We wade through the mall-like atmosphere of Union Station, chanting "Trump and Pence are fascists!" as we pass by a Sbarro and an H&M. Some of the people eating lunch on the sidelines perk up and cheer us on, while others stare daggers. Gray clouds have loomed overhead all morning, but the moment we step outside of the train station, the first drops hit. It is noon. The inauguration has officially just begun, as if taking rainfall as a cue.

A crudely defaced cardboard standee of Trump greets us at the Columbus Fountain, a bell-shaped double-basin flanked by twin American flags. Apparently, this is another designated meet spot, because protestors continue flocking in, with more and more inventive accoutrement. Suddenly, the mood moves beyond an angry funereal march with occasional puns about Putin, into something more like a purgatorial Mardi Gras. It’s as if San Diego Comic-Con had ditched its superheroes and everyone instead started cosplaying current events.

A stilt-walker with Raggedy Ann-hair holds hands with another elevated greasepainter in an Uncle Sam hat. A Trump impersonator with a Pinocchio nose stands next to the polar bear from before and addresses the crowd atop the fountain. Giant Dia de los Muertos floats mobilize what now feels more like a parade than a march, with a tank-sized gray elephant trailing behind, a sign festooned across it that reads: Racism. A brass band, all dressed in Trump-tie red, starts cranking out sad jazz. A group of 20 simulates a raging ocean by gyrating in front of a blue backdrop like inflatable wind dancers, chanting "We’re all in the same boat, keep the boat afloat." This is the march at its peak, loud and energized and bursting with ideas; not trying to disrupt the inauguration so much as making sure those heading to or leaving it can’t ignore that we attended too, in our own way.

A guy in a white dress shirt has a message sharpied across his back: "Hello, this is an art project. Would you like to take part?" When I tell him I would, he slips me a notebook that reveals he is not allowed to talk but outlines what it entails. The Hurt Shirts Project asks participants (i.e. me) to take a sharpie and write something mean that someone has said to them (me) recently. I write "get in the oven" on his left bicep, a nod to something that I, an opinionated Jewish person on the internet, have received on a near-weekly basis since the Trump movement started gaining steam. It feels cathartic to externalize it.

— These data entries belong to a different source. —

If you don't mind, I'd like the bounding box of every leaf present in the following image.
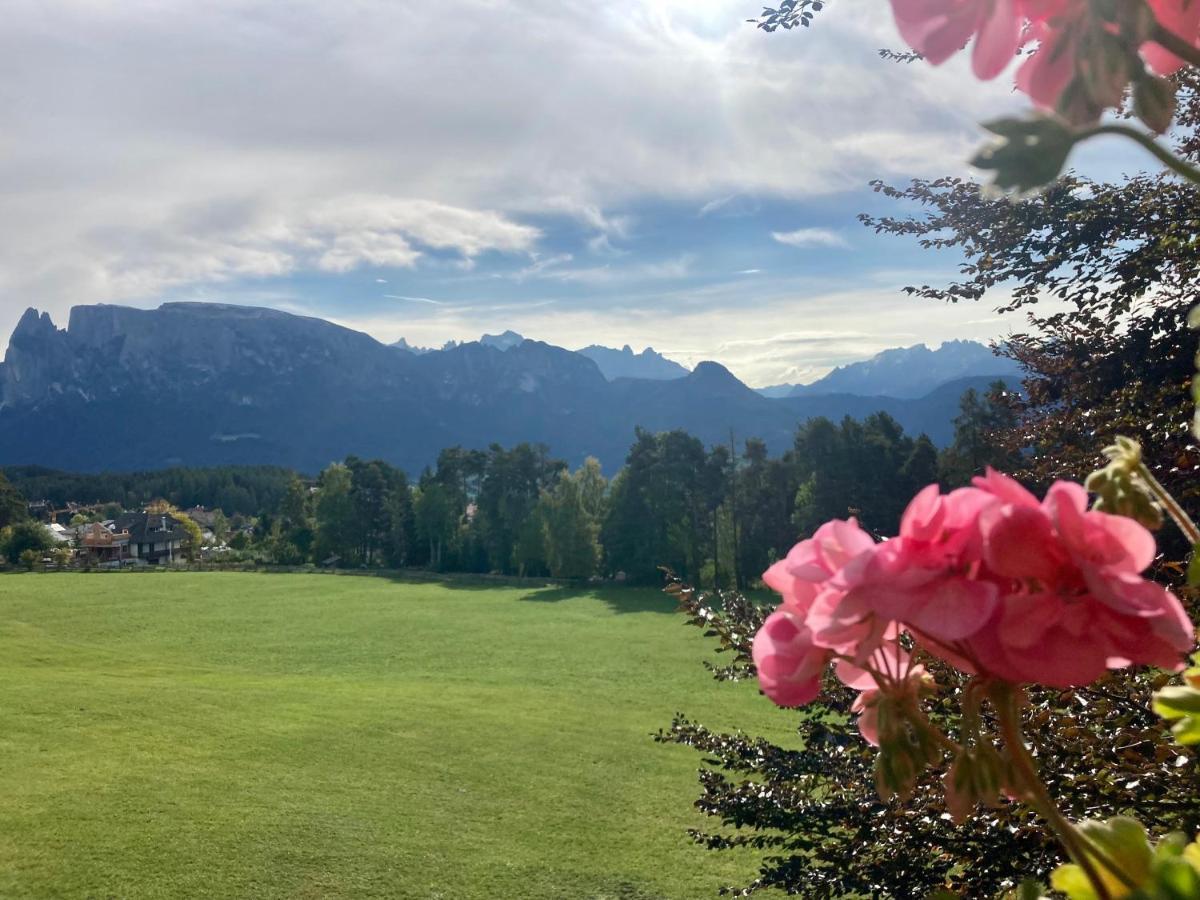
[1153,670,1200,744]
[971,116,1075,194]
[1188,544,1200,588]
[1050,863,1099,900]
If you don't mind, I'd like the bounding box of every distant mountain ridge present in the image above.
[782,341,1021,398]
[578,343,688,382]
[390,329,688,382]
[0,302,1012,474]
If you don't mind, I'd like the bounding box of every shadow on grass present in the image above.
[72,565,678,614]
[521,586,678,616]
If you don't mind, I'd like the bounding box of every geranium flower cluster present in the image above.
[754,470,1195,743]
[892,0,1200,119]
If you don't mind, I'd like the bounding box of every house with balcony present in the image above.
[114,512,187,565]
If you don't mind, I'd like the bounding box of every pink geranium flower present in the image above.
[892,0,1022,79]
[752,604,832,707]
[754,470,1194,710]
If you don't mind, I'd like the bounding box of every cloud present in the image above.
[384,300,445,306]
[770,228,850,248]
[0,0,1036,340]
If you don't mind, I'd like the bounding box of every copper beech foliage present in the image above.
[655,580,1200,900]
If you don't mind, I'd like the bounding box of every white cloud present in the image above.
[770,228,850,248]
[0,0,1041,340]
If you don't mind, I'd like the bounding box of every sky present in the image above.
[0,0,1140,386]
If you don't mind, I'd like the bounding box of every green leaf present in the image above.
[1050,863,1099,900]
[1004,878,1046,900]
[1153,684,1200,744]
[971,116,1075,194]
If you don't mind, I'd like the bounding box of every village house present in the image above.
[114,512,187,565]
[79,522,130,565]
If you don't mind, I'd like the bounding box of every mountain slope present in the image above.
[578,343,688,382]
[787,341,1021,398]
[0,304,1003,474]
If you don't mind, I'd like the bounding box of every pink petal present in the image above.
[979,504,1067,586]
[971,0,1021,82]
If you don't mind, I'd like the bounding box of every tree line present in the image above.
[248,383,1015,588]
[0,466,293,516]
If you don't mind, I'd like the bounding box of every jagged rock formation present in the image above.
[580,343,688,382]
[787,341,1021,397]
[0,304,1003,474]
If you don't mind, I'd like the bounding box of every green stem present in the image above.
[992,685,1136,900]
[1075,124,1200,185]
[1150,22,1200,66]
[1135,463,1200,547]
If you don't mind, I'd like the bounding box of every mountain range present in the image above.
[760,341,1021,398]
[0,302,1022,473]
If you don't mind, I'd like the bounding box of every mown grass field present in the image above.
[0,572,786,900]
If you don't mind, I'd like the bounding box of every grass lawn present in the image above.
[0,572,786,900]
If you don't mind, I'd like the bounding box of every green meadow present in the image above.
[0,572,786,900]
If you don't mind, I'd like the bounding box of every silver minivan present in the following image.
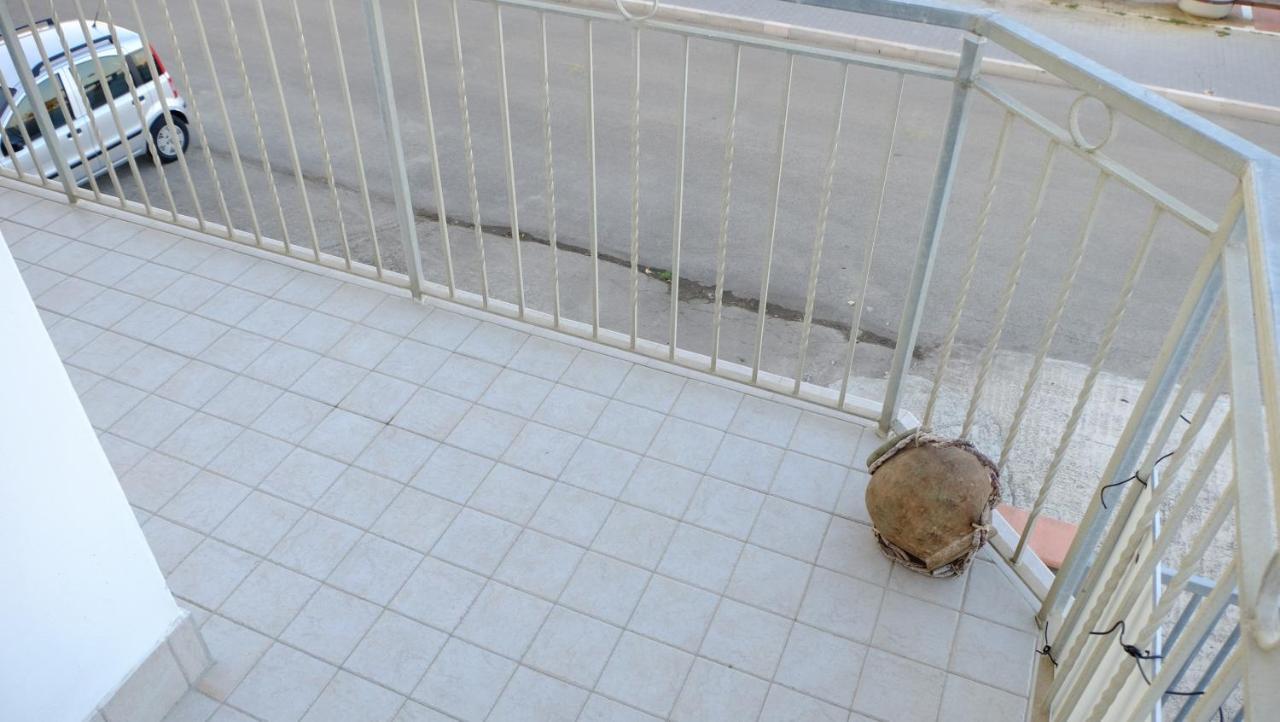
[0,20,189,183]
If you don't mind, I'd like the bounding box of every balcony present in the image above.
[10,189,1036,719]
[0,0,1280,722]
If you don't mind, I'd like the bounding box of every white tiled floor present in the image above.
[0,191,1034,722]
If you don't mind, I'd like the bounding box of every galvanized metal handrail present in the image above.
[0,0,1280,719]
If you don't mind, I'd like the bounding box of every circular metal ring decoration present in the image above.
[1068,95,1116,152]
[613,0,659,23]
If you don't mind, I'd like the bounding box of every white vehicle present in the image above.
[0,20,189,183]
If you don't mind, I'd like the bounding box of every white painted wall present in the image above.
[0,239,179,722]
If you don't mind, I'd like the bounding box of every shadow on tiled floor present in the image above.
[0,191,1034,722]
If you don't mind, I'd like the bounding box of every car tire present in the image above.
[151,115,191,163]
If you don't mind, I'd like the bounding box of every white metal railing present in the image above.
[0,0,1280,719]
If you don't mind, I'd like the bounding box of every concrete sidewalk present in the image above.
[676,0,1280,106]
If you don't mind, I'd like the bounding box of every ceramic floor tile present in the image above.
[280,586,379,664]
[372,488,461,554]
[410,444,494,504]
[302,671,404,722]
[453,581,552,659]
[724,544,813,617]
[524,607,622,689]
[343,612,448,694]
[493,529,582,599]
[596,632,694,717]
[507,335,577,381]
[758,685,861,722]
[326,534,422,606]
[627,576,719,652]
[658,524,742,593]
[776,625,867,707]
[431,509,520,575]
[559,553,652,625]
[672,659,769,722]
[390,557,485,631]
[872,591,960,667]
[413,639,516,721]
[228,643,337,719]
[219,562,320,638]
[854,649,946,719]
[489,667,588,722]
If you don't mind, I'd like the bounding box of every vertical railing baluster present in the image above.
[791,64,849,396]
[0,63,46,187]
[538,10,561,328]
[289,0,350,270]
[627,23,640,351]
[1038,193,1242,634]
[1009,206,1172,565]
[493,3,525,319]
[364,0,424,298]
[751,54,796,384]
[73,0,182,223]
[213,0,292,255]
[710,45,742,374]
[123,0,226,234]
[185,0,262,245]
[920,110,1014,429]
[667,36,689,361]
[449,0,489,309]
[410,0,457,298]
[836,73,906,408]
[50,6,134,215]
[325,0,383,278]
[5,0,102,202]
[960,140,1059,439]
[586,19,600,338]
[875,37,986,434]
[996,173,1110,474]
[254,0,320,261]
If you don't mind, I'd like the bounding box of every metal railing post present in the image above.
[0,3,76,204]
[364,0,424,298]
[1038,211,1239,629]
[880,36,986,434]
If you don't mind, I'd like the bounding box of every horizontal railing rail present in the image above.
[0,0,1280,719]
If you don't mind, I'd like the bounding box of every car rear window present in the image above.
[129,47,151,86]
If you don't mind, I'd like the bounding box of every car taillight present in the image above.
[151,45,164,76]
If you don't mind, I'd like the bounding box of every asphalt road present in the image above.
[37,0,1280,384]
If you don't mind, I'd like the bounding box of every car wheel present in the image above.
[151,116,191,163]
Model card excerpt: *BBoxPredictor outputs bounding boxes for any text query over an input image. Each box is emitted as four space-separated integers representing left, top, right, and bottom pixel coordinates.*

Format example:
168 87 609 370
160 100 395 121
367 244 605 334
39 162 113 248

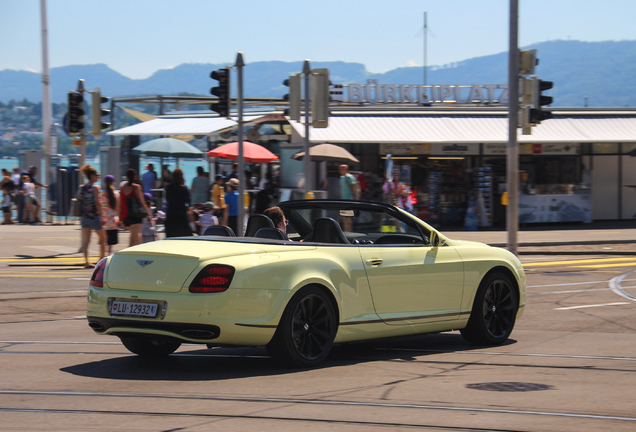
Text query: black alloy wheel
267 287 337 367
461 272 519 345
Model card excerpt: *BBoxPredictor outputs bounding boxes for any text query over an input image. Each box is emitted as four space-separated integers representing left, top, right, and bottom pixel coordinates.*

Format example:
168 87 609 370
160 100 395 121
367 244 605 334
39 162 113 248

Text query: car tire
120 338 181 357
460 272 519 345
267 287 338 368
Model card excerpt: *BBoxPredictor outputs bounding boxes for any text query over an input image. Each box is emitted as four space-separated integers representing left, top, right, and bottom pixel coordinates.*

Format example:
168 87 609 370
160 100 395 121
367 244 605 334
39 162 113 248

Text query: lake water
0 158 214 221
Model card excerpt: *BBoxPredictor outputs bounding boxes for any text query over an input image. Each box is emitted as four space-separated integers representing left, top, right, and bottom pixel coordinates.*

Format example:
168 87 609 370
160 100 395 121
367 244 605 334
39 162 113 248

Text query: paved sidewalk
0 222 636 258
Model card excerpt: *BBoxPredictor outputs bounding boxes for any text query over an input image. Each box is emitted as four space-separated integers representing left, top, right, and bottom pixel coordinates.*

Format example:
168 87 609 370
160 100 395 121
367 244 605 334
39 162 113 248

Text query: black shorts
124 215 141 226
106 229 119 246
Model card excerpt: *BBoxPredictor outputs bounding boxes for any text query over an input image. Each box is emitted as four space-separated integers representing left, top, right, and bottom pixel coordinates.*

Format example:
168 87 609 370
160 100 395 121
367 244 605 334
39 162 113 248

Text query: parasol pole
303 60 312 199
234 52 245 237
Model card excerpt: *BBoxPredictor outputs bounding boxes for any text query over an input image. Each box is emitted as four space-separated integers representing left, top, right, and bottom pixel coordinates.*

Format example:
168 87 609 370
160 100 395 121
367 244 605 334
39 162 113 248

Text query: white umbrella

The Hurt Shirts project provides a capsule version of what the inauguration protests do overall. It lets us vent, like the signs do. It brings people together in commiseration, like the random hugging that takes place all day when those signs hit a particular vein. And it shows the defiant strength of our numbers as the project creator’s shirt eventually becomes completely covered in epithets. What I saw next, though, is what ensured that very few people would ever hear about this art project or anything else I experienced today.

We walk past the smashed windows of a Starbucks and a Bank of America in downtown DC, camera crews on the sidelines, ready to go live. Maybe it wasn’t protestors, I think, naively, and the thought evaporates. Of course it was protestors; what’s known as a black bloc from one of those antifascist J20 groups. Later, they will set fire to garbage cans, and a limousine after that, filling the night sky with smoke, and there will be 200 arrests, in some cases yielding felony riot charges. Anyone will be able to point at the rubble and denounce liberal protestors altogether as demonstrably destructive. Luckily, as a counterpoint, the Women’s March on Washington the following day will bring in an estimated 500,000 pussy hat-wearing protestors, and yield not a single arrest.

The broken windows busted our spirits some, and my wife and I decide to leave for lunch. On the way, we pass a bus stop ad for a national museum, imploring passersby to "Champion Women Through the Arts." The ad is in such stark contrast to an administration that has made it a priority to defund Planned Parenthood and eliminate the National Endowment for the Arts and Humanities, that it seems already like a relic from a lost civilization. It’s a stark reminder of why there will be many more protests to come, long after the one scheduled for tomorrow.